Resume Resumed
I absolutely hate working on my resume. I’m more of a cover page kind of person. In my lifetime, the resume has become so overly complicated that I just didn’t know where to start. So I talked to a friend who knows all about how to write “good” resumes and she let me know that mine was horrible. It’s been a long time since I had seen that many red marks on something I had written.
However, the more she explained all of the places where I had gone wrong the more I started to understand this Matrix level puzzle. My mistake was that I was just listing all of my roles and responsibilities instead of stating why an organization should want to hire me. I wasn’t telling the story of me, I was just rifling off my accomplishments. Imagine going to a storytelling show and the person on stage just starts saying words that seem to be grouped by category. You would leave that venue as fast as possible.

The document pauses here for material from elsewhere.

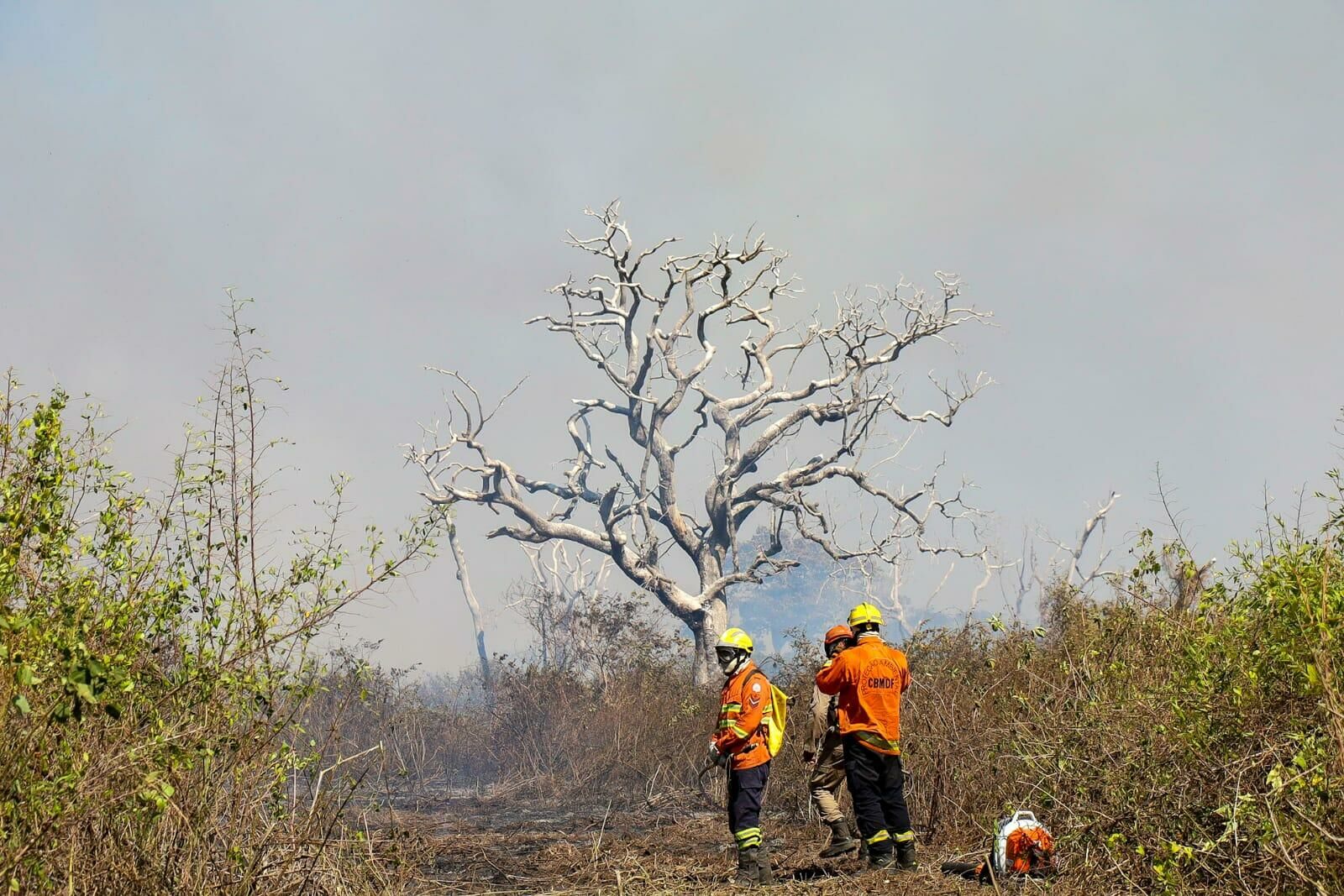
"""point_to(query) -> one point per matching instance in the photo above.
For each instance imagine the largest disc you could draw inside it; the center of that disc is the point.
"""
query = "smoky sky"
(1147, 196)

As someone who at times hires new employees you’d think I would have figured this out on my own but I didn’t. The resumes that I tend to gravitate toward are the ones that read more like a story rather than a roll-call. This also makes sense why I enjoy writing cover letters more than resumes. I still don’t have the art of resume writing down completely but my entire perspective has shifted on the process of writing them. From now on I will approach writing them like I approach preparing a short story. I have a limited amount of time to grab and keep the attention of the audience and I hope they are still with me at the end.
All that said, what do resumes actually do? That’s a real question. Why have we not evolved past them yet?